El experimento
La primera secuencia de Resident Evil 5: la venganza viene a dejar en claro que el director Paul W. S. Anderson hace lo que quiere: se muestra, en cámara lenta y hacia atrás (las imágenes se proyectan al revés en el tiempo) una larga escena con disparos, aviones, misiles, explosiones y acrobacias, entre otros descalabros bélicos. Todo esto suena a lujo, a alarde que solo un cineasta maduro está en condiciones de lograr; sí, aunque les suene raro o les cueste aceptar la idea, lo que hay en Resident Evil 5 es el signo de una madurez, de una plenitud estética. No se trata de una obra maestra ni del mejor cine del mundo, pero sí de un buen cine, por momentos muy bueno incluso, que conoce sus limitaciones y explota al máximo sus posibilidades y, de paso, casi sin querer, dice alguna que otra cosa sobre la actualidad.
La madurez de Anderson se nota en el pulso a la hora de filmar (aunque “diseñar” sería más apropiado) la acción. Las proezas imposibles de Alice dan como resultado una coreografía que mezcla balas y una suerte de danza tecno, y los combates son un caos de movimientos y velocidades fruto de una planificación minuciosa de la escena. El director apuesta a frases y gestos hiperbólicos que cargan con una marcada autoconsciencia pero sin llegar al cancherismo, lo que le interesa a Anderson son esos movimientos artificiales y sintéticos, posibles solo dentro del universo de las películas de Resident Evil que, felizmente, siempre traicionaron la historia del videojuego para bien.
Ese regodeo en lo sintético está en el ADN mismo de la saga, y aparece tanto en la cuestión genética que es el telón de fondo del relato como en el contexto cada vez más paranoico y conspirativo que, por vía del exceso, parece reírse del discurso tan de moda que quiere venir a descubrirnos, en clave de denuncia, la vigilancia de los gobiernos y las corporaciones. Resident Evil 5 lleva todo a un límite del que no se vuelve o se vuelve distinto, necesariamente cambiado, como la nave que retorna de otra dimensión en Event Horizon, también de Anderson.
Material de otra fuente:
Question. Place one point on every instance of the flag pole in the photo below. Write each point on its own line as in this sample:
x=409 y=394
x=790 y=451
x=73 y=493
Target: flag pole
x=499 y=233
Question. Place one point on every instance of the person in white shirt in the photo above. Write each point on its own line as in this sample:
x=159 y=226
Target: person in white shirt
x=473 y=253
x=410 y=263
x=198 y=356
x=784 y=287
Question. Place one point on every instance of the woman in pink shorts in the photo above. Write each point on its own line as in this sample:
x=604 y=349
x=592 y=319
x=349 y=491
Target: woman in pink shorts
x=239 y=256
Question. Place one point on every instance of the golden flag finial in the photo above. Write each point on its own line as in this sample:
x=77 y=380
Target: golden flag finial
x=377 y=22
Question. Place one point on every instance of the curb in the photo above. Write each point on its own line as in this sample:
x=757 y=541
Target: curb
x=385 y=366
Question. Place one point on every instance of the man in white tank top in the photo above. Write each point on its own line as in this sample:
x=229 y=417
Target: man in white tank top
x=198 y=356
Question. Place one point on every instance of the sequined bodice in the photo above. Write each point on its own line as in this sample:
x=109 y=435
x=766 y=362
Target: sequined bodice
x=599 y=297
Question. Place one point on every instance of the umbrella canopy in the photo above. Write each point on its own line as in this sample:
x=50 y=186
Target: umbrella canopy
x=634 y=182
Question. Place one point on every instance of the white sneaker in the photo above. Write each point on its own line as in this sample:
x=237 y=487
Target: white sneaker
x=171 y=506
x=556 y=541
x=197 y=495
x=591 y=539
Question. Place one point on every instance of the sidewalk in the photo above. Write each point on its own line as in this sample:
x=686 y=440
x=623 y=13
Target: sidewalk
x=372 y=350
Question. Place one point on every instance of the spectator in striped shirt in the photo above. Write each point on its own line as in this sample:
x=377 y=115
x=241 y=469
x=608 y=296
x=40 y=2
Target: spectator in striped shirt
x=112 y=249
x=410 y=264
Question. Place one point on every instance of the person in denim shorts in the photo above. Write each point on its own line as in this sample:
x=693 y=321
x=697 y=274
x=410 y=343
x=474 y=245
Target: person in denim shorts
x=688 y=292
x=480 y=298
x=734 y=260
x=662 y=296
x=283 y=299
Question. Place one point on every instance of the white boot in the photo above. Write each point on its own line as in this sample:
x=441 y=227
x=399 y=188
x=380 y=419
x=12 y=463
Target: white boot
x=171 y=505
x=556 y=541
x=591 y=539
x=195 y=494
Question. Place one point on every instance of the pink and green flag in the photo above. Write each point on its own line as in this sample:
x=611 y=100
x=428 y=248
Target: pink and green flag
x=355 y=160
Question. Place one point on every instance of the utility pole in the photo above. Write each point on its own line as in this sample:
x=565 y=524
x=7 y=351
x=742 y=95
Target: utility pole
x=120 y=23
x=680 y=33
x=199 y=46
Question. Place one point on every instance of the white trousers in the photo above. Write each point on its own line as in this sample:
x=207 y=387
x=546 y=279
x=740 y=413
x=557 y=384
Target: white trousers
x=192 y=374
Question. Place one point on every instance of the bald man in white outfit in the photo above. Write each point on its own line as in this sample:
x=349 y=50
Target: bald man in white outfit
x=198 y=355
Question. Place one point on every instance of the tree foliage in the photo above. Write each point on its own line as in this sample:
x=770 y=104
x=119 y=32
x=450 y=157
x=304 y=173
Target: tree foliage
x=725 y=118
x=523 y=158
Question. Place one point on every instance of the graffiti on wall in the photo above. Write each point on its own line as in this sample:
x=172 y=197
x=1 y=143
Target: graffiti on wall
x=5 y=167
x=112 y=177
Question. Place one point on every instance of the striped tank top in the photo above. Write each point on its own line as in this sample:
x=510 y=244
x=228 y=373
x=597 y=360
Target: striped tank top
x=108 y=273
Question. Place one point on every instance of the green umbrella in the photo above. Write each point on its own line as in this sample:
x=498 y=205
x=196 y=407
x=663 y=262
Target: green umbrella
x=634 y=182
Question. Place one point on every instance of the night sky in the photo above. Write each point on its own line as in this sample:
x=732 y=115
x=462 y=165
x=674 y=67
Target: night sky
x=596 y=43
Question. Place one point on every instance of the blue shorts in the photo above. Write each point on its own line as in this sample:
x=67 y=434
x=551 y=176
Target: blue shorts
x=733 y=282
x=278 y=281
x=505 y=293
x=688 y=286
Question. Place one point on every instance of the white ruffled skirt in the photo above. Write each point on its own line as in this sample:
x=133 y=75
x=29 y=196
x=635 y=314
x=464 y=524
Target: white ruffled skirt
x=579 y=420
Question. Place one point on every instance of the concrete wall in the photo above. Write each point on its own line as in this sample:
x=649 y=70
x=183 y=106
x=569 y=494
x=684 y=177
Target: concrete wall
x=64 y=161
Como los especialistas en los pasillos de la malvada Umbrella, Anderson diseña un cine a la manera de un científico loco, experimentando con pedazos de información genética provenientes de cuerpos cinematográficos tan disímiles como el terror, la acción o la ciencia-ficción. Un cine in vitro salvaje, que no le teme a los excesos y que, conforme pasa el tiempo, logra poner en práctica una ecuación particular: cada secuela de Resident Evil gira más sobre sí misma y refiere menos al videojuego, el mundo o las películas anteriores. Se trata, es verdad, de un experimento un poco monstruoso, como la Reina Roja, el programa de seguridad que toma el control de la corporación y quiere acabar con la humanidad: un cine autosuficiente, que se abastece con sus propios materiales, que cada vez aprovecha más la animación (porque lo digital, en estos casos, es eso: una técnica de animación), y depende menos de la realidad. Sorpresivamente, tomando como escenario una base subterránea y unas ciudades falsas, de laboratorio, el fim se exhibe vital y enérgico, sin la abulia de los temas importantes, con la imagen y su plasticidad como único y verdadero centro. Películas como Resident Evil 5 nos recuerdan que el cine, además de sonido, siempre fue una cuestión de imagen.